In a web environment, failover testing determines what will happen if multiple web servers are being used under peak anticipated load, and one of them dies.






This is just one of many failover configurations. Some failover configurations can be quite complex, especially when there are redundant sites as well as redundant equipment and communications lines. In this type of configuration, when one of the application servers goes down, then the two web servers that were configured to communicate with the failed application server can not take load from the load balancer, and all of the load must be passed to the remaining two web servers.





When such a failover event occurs, the web servers are under substantial stress, as they need to quickly accommodate the failed over load, which probably will result in doubling the number of HTTP connections as well as application server connections in a very short amount of time.
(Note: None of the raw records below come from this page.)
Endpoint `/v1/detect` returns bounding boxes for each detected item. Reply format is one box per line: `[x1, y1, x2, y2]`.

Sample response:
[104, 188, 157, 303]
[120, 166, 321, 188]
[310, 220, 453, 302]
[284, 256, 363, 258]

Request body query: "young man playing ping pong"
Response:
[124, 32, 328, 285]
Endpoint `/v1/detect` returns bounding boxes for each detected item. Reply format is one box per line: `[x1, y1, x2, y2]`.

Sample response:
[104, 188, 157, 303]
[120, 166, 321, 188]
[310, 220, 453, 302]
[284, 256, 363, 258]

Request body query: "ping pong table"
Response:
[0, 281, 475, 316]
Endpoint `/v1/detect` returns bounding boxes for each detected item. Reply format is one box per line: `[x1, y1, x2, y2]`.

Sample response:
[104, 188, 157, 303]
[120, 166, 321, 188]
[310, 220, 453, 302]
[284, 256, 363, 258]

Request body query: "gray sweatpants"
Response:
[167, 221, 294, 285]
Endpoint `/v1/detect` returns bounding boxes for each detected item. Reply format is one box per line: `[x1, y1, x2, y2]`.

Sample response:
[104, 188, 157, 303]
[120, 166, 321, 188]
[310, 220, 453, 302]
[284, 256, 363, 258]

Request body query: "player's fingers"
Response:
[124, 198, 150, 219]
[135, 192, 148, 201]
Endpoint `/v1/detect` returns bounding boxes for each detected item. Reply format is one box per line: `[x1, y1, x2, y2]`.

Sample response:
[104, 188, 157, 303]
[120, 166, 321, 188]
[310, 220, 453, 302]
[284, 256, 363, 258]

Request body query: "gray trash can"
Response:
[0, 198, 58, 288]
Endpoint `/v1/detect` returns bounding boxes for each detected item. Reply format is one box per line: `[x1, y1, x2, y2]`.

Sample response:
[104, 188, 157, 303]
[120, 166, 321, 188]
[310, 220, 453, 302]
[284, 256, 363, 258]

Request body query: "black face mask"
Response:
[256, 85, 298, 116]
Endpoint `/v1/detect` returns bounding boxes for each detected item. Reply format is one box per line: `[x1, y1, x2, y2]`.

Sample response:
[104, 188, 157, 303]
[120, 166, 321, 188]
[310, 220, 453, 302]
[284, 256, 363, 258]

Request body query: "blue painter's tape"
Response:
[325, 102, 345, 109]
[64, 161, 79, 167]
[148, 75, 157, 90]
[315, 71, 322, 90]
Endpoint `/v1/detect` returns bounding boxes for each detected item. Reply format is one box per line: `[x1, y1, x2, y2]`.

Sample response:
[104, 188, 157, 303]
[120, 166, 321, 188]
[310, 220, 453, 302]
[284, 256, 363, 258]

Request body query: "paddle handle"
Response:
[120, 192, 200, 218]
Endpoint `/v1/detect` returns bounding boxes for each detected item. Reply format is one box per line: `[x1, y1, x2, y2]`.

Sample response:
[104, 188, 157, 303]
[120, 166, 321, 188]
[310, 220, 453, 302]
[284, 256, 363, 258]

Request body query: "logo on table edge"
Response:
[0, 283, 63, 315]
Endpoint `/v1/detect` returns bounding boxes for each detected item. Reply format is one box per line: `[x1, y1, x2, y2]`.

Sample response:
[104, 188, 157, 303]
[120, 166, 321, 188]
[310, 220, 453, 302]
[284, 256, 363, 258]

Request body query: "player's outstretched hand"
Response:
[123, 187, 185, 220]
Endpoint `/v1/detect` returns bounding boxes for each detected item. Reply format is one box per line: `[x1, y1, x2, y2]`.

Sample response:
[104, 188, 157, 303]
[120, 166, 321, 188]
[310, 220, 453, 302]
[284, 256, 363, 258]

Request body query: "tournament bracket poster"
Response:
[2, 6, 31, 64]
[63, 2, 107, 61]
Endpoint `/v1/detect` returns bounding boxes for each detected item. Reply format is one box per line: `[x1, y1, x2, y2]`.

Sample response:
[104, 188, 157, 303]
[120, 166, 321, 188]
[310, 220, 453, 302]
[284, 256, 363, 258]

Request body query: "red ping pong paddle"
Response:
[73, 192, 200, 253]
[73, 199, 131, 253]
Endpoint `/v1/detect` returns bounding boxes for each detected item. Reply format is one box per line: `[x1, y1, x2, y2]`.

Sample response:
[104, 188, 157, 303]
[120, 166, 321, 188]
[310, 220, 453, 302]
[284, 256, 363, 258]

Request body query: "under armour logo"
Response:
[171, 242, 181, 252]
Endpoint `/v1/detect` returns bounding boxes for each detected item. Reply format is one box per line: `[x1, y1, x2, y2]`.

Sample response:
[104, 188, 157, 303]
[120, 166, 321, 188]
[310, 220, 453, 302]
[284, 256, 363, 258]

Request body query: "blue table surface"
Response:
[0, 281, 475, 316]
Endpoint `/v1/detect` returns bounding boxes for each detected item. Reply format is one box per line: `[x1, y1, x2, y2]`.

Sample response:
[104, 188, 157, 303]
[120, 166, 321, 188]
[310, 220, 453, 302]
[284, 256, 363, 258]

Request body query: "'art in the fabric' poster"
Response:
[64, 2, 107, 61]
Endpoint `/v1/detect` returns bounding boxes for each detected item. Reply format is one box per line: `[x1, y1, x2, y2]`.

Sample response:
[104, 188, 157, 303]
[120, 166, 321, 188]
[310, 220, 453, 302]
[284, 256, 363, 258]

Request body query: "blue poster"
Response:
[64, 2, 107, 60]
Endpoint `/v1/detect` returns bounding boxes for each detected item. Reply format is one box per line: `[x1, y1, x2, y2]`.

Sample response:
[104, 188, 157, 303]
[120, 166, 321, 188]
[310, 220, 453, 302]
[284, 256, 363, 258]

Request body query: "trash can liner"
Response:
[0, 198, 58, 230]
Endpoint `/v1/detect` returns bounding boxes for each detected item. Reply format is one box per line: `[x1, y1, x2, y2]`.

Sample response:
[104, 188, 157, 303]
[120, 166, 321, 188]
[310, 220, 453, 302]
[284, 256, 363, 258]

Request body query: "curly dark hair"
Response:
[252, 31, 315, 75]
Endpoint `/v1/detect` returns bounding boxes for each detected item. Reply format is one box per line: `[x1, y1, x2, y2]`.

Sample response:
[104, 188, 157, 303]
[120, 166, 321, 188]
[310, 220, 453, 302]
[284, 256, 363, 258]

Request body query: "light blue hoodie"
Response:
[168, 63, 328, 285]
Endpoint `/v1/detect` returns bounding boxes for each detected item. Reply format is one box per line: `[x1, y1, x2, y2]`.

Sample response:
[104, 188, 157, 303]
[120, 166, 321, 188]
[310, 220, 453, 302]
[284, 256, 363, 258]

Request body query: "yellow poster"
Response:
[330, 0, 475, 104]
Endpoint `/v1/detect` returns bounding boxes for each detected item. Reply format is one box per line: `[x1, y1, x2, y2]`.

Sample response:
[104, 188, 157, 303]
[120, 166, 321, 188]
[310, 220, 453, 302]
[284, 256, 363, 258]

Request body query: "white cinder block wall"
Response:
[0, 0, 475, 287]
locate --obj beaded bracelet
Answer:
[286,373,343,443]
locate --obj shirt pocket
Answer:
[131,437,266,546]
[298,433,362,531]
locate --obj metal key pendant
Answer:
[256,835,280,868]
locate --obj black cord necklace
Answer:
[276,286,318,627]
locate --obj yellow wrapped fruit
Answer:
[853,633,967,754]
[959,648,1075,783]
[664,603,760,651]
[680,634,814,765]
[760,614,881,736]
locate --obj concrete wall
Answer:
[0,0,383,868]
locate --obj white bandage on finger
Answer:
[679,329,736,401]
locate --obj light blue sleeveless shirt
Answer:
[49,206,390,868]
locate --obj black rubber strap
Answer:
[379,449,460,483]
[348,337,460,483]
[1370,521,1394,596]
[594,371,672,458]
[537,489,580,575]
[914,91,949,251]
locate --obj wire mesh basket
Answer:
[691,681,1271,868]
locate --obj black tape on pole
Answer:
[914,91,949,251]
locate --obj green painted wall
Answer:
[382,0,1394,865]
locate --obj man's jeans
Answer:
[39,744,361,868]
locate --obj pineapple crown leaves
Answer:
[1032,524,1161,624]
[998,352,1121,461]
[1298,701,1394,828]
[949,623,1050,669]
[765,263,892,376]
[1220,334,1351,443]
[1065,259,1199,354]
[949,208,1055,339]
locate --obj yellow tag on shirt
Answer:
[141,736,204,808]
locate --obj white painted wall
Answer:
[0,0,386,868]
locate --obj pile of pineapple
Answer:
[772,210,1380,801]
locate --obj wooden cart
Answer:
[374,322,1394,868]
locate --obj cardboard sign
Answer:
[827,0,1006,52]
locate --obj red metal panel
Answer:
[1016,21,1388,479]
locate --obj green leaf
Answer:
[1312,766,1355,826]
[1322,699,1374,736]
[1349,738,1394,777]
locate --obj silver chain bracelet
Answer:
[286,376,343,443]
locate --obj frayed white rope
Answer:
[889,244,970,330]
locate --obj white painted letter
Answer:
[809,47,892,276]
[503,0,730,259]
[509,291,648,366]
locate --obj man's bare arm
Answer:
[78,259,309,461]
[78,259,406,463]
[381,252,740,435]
The remaining application server will also be subjected to severe increase in load and the overheads associated with catering for the increased load.It is crucial to the design of any meaningful failover testing that the failover design is understood, so that the implications of a failover event, while under load can, be scrutinized.
Hope this is helpful!!!

1 comment:

qa.aashish said...

the same happened when i performed the load testing on EP2 project.
the number of HTTP connections were increased that time and technical person had wrongly connected the DB( somewhat she made it incorrect I do not remember the exact)...so all in went to less number of available HTTP connections and load testing which I had been doing resulted in increased number of HTTP connections......that time all were really frightened about the performance of web app…It’s a really good and systematic article. You have put all the things systematically. That’s Good… thanks a lot Gargi.